‘Stresshormoon’ cortisol kalmeert brein
Door stress stijgt het cortisolniveau in het lichaam. Het lijkt dus een echt stresshormoon. De werkelijkheid is echter anders: cortisol onderdrukt juist de gevoeligheid voor stress.
Dat blijkt uit studies van hersenonderzoekers van de Radboud Universiteit Nijmegen die onlangs in het Journal of Neuroscience en the Proceedings of the National Academy of Sciences verschenen. Hun bevindingen kunnen leiden tot een omslag in het denken en bieden nieuwe therapeutische mogelijkheden.
Bij stress wordt de amygdala, de emotionele alarmbel in de hersenen, extra actief en zorgt ervoor dat er allerlei stoffen vrijkomen die het lichaam in opperste staat van paraatheid brengen. De hartslag gaat omhoog, de zintuigen nemen meer waar en dingen die even niet belangrijk zijn voor de vlucht-vechtrespons worden onderdrukt.
Cortisol is een van de stoffen waarvan het gehalte in het bloed tijdens zo’n reactie toeneemt. Het wordt daarom altijd gebruikt als ‘stressindicator’. Maar naar nu blijkt, werkt dit hormoon juist om het lichaam en het brein na blootstelling aan stress weer tot rust te brengen.
„Dat is heel belangrijk, want het lichaam houdt het niet vol om voortdurend zo alert te blijven”, aldus Marloes Henckens. Ze is hoofdonderzoekster bij het aan de Radboud Universiteit gelieerde Donders Instituut en ontving voor haar onderzoek een toptalentbeurs van de Nederlandse Organisatie voor Wetenschappelijk Onderzoek (NWO). „Als het herstel faalt, is er risico op het ontstaan van een posttraumatische stressstoornis (PTSS) en depressie.”
Henckens zag dat stressreacties minder sterk zijn als een mens daarvoor al een hoog cortisolniveau heeft. Ze deed daarop het volgende experiment: 72 mannelijke proefpersonen kregen ofwel een paar uur voor ze de fMRI-scanner in gingen cortisol toegediend, ofwel kort ervoor, of ze kregen een placebo. In de scanner kregen ze gezichten te zien waarvan de uitdrukking veranderde van neutraal naar bang of juist vrolijk. Van dit soort beelden is bekend dat ze een emotionele reactie in het brein oproepen.
Ten opzichte van de placebogroep vertoonde de groep die kort ervoor cortisol kreeg een sterk verminderde reactie van de amygdala op beide emoties. De groep die langer van tevoren cortisol kreeg, liet een normale reactie zien op de negatieve emoties, maar nog steeds een verminderde reactie op de positieve: het lichaam herstelt dus als eerste de gevoeligheid voor gevaar. Dat is vanuit overlevingsperspectief goed verklaarbaar: de amygdala kan dan weer reageren op een nieuwe dreiging.
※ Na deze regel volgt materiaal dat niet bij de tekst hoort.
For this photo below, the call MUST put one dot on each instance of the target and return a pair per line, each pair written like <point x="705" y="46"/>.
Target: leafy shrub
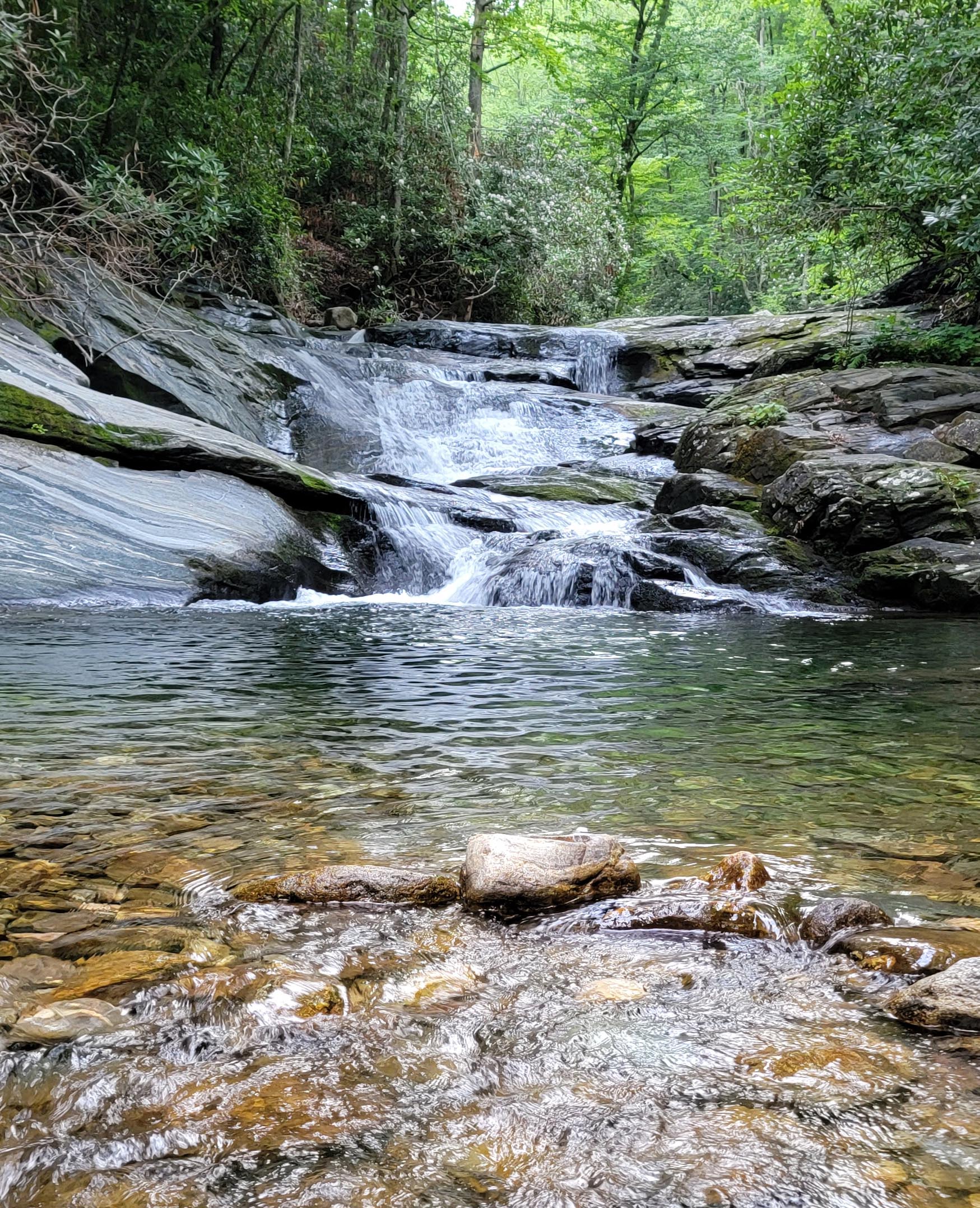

In een tweede experiment werden de proefpersonen in drie groepen verdeeld. Eén groep kreeg cortisol vier uur voor het scannen (om de langzame effecten te meten), één groep kreeg cortisol een halfuur voor het scannen (om de snelle effecten te meten) en één groep kreeg een placebo ter controle. In de scanner kregen de proefpersonen een lastige werkgeheugentaak te doen waarvoor een bepaalde hersengebied, de prefrontale cortex, nodig was.
Wat bleek? De mensen die cortisol vier uur voor de taak hadden gekregen, presteerden beter dan de andere twee groepen. Ze reageerden sneller, maakten minder fouten en hun hersenactiviteit in de prefrontale cortex was hoger. „Een opmerkelijk resultaat”, aldus Henckens. „Ook dit experiment lijkt erop te wijzen dat cortisol een cruciaal hormoon is in het herstel van stress; dat het mensen helpt er weer bovenop te komen.”
Er wordt inmiddels al met cortisol geëxperimenteerd bij therapieën tegen angst en PTSS. Henckens: „Alleen hadden we tot nu toe geen goede verklaring waarom die aanpak werkt. Angsten zijn goed te behandelen door blootstellingstherapie. Als je spinnenangst hebt, laten ze je wennen aan een spin en langzamerhand wordt de band tussen spin en angst in je emotionele geheugen minder sterk. Als je cortisol slikt voorafgaand aan zo’n confrontatie is de reactie minder sterk en leert zo iemand makkelijker dat een spin geen echt gevaar inhoudt. Ik denk daarom dat toediening van cortisol op termijn goede perspectieven biedt voor de behandeling van ontregelde stressreacties.”